Patrick, an avid gun rights support, told Fox News on Friday that the NRA is wrong not to address the issue of stranger-to-stranger gun sales. Patrick wants to extend mandatory background checks to those types of private transactions.
Investigators believe the Odessa mass shooter bypassed a background check through a private purchase from someone who illegally built and sold the rifle out of Lubbock.
Patrick said someone in the Republican Party needs to take the lead on the issue.
“About 10 percent to 15 percent of guns bought in this country are bought stranger-to-stranger, they don't know who they're selling to. Could be a felon, could be someone getting ready to rob a bank, could be someone about to commit a mass act of violence and we have to stop the stranger to stranger sales,” Patrick said.
“There is no need for a stranger to sell another gun to a stranger. That’s irresponsible, and the NRA needs to get behind that. That’s where Republican voters are, that’s where many Republican legislators are and I believe that can pass Congress,” Patrick added.
The NRA responded Friday afternoon with a statement pointing to what it called a "critical concession" by the Obama administration -- that criminalizing private firearm transfers would require a massive, governmental gun registration scheme.

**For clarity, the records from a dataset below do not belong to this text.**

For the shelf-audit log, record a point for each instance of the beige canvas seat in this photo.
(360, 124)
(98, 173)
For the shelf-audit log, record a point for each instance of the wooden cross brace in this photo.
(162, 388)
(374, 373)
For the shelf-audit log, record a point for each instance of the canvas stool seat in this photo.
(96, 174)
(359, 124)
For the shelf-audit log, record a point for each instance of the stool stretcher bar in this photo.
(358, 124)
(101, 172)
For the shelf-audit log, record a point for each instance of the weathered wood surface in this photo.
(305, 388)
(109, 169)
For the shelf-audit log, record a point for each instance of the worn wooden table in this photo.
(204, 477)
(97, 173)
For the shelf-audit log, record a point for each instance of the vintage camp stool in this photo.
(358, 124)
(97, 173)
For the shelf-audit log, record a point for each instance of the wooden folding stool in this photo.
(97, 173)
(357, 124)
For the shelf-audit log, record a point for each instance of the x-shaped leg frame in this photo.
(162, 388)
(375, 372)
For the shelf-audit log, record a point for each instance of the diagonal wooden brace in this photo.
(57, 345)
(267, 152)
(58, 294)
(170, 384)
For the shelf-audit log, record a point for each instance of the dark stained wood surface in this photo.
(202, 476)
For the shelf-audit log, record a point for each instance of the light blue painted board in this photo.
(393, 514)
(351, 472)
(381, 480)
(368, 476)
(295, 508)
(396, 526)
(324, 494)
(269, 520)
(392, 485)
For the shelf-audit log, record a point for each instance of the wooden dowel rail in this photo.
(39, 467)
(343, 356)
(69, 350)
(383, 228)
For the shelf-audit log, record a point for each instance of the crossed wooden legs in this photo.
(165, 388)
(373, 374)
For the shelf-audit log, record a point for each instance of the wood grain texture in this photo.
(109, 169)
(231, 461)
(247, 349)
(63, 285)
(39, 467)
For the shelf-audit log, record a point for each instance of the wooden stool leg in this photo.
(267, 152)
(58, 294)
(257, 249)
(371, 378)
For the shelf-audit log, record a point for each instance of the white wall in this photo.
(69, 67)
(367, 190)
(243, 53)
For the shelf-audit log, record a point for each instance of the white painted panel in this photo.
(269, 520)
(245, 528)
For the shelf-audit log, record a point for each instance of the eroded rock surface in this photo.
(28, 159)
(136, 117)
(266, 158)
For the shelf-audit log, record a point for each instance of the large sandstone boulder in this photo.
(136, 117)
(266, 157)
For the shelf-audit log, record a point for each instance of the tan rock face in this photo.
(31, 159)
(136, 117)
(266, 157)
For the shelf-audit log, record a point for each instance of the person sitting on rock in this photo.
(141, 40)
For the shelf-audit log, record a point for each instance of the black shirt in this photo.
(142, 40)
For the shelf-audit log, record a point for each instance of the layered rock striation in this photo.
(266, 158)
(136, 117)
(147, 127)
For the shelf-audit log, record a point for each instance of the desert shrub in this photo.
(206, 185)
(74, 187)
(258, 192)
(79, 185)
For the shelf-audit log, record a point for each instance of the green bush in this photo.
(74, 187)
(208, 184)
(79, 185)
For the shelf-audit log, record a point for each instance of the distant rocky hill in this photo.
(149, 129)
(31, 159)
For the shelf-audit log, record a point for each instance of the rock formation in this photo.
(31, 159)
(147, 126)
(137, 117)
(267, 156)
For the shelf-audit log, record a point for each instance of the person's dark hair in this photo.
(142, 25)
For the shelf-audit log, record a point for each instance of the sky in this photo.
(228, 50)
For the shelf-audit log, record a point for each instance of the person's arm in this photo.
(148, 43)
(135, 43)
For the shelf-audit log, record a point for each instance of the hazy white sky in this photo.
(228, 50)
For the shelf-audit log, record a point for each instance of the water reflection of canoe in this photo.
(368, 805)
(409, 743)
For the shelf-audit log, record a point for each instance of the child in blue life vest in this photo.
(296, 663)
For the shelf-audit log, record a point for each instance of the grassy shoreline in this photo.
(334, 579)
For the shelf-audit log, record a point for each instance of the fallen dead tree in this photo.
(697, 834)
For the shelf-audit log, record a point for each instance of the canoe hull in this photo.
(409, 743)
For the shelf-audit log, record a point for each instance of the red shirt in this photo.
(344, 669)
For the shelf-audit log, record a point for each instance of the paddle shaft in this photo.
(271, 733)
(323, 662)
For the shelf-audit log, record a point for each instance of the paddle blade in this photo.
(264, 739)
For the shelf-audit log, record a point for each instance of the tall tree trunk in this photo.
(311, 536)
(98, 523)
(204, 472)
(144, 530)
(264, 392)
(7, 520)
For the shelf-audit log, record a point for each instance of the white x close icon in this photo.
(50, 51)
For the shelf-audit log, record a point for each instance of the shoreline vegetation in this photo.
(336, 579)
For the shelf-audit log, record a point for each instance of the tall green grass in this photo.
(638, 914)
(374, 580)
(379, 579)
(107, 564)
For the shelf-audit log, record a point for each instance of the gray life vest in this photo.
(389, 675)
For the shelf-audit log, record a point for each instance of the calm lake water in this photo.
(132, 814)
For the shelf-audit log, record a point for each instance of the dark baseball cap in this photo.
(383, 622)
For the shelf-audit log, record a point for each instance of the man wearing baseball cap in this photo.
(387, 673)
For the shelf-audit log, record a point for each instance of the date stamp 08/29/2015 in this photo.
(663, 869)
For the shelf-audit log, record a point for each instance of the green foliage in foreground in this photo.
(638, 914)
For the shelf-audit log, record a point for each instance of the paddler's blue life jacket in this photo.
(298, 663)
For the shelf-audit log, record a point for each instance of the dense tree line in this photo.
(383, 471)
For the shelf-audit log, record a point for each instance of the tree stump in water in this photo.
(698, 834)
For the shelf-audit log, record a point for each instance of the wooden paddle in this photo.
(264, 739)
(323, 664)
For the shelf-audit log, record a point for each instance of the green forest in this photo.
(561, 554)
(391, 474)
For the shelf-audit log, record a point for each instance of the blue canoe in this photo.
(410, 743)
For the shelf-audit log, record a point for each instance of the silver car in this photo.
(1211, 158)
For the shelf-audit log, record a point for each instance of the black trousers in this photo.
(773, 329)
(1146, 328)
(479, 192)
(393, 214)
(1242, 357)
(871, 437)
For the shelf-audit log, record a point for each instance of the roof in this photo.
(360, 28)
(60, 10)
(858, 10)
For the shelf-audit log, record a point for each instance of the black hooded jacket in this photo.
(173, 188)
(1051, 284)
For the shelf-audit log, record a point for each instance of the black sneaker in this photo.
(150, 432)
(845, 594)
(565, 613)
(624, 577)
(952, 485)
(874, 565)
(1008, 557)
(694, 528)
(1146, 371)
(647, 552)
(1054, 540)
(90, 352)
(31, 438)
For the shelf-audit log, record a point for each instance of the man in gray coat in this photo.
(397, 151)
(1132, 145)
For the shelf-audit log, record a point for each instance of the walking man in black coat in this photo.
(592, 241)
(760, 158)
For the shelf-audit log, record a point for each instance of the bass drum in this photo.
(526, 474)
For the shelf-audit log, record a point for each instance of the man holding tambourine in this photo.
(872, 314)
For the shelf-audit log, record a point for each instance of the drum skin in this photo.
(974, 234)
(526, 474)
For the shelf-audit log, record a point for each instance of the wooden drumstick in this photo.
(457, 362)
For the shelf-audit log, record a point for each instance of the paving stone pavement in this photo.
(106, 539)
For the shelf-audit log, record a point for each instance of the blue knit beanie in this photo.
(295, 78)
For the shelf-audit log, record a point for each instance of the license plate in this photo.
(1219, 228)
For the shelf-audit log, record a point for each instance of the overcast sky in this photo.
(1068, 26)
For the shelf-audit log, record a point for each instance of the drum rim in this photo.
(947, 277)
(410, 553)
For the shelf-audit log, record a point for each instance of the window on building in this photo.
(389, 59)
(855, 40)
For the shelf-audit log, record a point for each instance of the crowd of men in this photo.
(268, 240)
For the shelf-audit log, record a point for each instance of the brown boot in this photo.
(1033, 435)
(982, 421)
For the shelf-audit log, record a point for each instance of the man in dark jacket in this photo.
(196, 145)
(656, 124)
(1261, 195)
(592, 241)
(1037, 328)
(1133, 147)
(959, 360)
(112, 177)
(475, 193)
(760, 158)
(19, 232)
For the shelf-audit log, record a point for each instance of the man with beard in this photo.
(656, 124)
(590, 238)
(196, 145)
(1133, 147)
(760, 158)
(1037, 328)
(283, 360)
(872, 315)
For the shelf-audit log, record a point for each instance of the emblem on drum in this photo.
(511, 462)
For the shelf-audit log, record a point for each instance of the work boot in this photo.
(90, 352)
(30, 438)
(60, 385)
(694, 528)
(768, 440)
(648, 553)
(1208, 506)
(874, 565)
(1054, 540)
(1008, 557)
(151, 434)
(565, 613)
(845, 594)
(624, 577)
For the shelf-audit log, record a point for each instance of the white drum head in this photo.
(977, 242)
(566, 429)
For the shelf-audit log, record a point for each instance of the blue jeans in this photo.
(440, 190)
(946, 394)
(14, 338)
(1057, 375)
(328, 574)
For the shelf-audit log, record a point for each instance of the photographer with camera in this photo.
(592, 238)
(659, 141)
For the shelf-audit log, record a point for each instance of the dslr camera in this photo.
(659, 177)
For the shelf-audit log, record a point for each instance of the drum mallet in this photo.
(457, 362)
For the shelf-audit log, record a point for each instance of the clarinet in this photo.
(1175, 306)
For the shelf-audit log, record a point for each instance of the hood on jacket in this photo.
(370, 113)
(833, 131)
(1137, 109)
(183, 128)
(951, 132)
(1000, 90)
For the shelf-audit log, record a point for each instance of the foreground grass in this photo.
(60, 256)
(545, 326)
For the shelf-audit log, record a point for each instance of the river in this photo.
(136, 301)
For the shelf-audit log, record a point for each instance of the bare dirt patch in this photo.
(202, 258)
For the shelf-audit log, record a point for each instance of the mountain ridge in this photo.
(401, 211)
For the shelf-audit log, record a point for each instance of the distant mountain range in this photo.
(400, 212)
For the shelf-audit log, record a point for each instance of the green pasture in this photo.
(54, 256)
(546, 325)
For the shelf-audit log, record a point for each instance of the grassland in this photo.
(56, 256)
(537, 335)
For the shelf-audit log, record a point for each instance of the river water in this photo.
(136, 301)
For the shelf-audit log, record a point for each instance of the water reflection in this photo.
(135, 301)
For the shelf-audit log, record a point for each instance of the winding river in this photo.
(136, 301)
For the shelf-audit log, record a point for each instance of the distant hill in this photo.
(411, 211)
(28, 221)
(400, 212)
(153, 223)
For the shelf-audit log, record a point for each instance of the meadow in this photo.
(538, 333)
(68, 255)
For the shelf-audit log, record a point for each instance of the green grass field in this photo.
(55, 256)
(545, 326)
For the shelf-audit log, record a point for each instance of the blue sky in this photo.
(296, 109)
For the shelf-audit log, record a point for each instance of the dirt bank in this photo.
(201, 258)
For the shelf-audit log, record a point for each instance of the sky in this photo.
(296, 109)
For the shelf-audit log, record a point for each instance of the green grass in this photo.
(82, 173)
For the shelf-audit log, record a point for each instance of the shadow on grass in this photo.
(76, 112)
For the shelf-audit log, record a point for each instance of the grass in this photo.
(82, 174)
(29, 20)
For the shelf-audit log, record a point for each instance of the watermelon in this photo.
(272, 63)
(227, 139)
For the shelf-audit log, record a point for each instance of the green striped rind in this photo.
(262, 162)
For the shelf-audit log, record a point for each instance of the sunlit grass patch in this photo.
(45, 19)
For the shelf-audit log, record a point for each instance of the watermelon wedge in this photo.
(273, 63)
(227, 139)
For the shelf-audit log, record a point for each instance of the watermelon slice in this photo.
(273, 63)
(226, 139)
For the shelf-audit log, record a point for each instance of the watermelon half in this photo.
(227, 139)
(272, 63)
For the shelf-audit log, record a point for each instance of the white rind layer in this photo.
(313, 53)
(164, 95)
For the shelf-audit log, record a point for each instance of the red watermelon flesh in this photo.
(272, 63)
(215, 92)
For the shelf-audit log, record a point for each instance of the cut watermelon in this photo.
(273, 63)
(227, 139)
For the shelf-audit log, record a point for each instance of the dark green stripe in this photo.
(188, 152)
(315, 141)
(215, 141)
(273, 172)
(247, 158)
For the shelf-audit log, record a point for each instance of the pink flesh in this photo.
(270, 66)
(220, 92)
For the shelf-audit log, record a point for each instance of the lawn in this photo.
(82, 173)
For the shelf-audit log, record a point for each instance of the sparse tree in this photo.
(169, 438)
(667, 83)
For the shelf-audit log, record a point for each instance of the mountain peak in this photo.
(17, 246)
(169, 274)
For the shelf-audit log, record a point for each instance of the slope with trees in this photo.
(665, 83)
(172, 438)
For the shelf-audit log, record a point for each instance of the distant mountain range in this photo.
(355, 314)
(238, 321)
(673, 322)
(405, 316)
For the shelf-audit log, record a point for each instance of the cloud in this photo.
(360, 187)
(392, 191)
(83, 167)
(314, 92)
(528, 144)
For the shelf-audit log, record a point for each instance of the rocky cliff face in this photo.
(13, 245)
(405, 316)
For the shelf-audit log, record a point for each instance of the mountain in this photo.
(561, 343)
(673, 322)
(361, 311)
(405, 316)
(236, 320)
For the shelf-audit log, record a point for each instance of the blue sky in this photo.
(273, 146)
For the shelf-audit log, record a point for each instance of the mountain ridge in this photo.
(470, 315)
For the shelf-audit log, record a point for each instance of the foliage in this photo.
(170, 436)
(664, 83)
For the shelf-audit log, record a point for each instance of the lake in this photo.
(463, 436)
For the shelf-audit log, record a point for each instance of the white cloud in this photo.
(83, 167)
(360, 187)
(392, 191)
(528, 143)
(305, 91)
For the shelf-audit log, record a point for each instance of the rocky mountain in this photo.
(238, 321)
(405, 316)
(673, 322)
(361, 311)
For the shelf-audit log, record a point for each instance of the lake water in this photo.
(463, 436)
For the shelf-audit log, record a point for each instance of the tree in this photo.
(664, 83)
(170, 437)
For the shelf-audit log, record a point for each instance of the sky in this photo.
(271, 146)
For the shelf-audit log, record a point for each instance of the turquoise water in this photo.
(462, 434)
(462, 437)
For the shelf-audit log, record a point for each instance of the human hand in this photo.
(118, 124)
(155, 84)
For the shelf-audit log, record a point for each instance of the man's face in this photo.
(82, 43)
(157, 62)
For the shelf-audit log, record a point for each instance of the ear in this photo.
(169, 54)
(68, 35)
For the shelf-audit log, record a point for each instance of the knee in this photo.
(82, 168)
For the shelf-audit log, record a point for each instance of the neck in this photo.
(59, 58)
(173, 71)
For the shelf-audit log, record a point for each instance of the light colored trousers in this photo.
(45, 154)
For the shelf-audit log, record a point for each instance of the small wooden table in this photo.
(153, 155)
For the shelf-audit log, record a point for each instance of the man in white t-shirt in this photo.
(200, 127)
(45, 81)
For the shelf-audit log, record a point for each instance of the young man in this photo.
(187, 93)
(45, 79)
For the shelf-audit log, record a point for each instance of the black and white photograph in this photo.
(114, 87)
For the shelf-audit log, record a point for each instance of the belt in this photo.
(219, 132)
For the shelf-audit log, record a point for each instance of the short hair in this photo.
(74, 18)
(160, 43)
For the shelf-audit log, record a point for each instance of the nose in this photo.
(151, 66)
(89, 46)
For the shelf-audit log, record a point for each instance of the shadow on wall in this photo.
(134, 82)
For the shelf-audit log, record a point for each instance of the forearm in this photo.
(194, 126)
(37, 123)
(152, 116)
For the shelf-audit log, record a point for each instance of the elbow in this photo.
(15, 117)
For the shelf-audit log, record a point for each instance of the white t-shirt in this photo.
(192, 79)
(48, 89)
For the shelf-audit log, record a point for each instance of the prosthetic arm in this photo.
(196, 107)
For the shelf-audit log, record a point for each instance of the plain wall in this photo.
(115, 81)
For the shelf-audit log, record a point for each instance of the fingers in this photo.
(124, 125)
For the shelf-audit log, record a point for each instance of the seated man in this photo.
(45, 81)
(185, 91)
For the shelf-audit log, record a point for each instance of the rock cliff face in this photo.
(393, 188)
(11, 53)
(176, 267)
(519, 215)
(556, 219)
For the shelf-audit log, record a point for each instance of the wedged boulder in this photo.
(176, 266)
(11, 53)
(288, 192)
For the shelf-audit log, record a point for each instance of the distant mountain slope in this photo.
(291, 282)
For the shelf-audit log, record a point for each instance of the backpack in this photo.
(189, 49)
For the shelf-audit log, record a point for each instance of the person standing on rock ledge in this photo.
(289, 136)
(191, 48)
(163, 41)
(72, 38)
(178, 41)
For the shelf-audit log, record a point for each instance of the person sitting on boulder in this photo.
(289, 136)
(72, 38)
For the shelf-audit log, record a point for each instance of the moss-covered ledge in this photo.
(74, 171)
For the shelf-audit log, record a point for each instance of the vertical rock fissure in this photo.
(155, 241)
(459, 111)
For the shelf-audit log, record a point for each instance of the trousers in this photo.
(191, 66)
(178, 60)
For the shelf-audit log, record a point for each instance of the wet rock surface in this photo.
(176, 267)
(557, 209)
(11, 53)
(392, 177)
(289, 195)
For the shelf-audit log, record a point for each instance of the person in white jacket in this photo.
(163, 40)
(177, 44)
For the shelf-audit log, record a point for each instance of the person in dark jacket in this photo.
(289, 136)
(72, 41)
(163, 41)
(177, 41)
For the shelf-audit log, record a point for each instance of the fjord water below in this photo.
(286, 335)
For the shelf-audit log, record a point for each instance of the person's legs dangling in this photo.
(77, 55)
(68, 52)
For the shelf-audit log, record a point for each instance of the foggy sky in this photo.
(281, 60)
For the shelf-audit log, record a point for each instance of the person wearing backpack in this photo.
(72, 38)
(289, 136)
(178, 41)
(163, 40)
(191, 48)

In a statement, the NRA said: “Criminalizing private firearm transfers would require a massive, governmental gun registration scheme.”
The gun lobby also called for enforcing existing gun laws that require follow-up whenever a prohibited person tries to buy a firearm.
Coincidentally, this comes as the NRA’s Personal Protection Expo is underway in downtown Fort Worth.
At the event, it’s getting a lot of attention — not just because a Republican is picking a fight with the NRA, but because it’s one so staunchly conservative as Patrick is.
At the NRA expo in Fort Worth, some attendees weren’t on board with Patrick’s proposal.
“It’s a slippery slope, I mean, if they start saying, ‘No, you can’t let your dad or your brother borrow a gun to go hunting unless you take them to do a background check,’” said John Bodiford.
“It’s not going to be enforceable man, unless they have actual gun registration, it’s not going to be enforceable,” Jason Richards said.
In recent days, both the Texas House and Senate, which Patrick presides over, have appointed committees to look at preventing violence.
That includes keeping guns out of the hands of felons.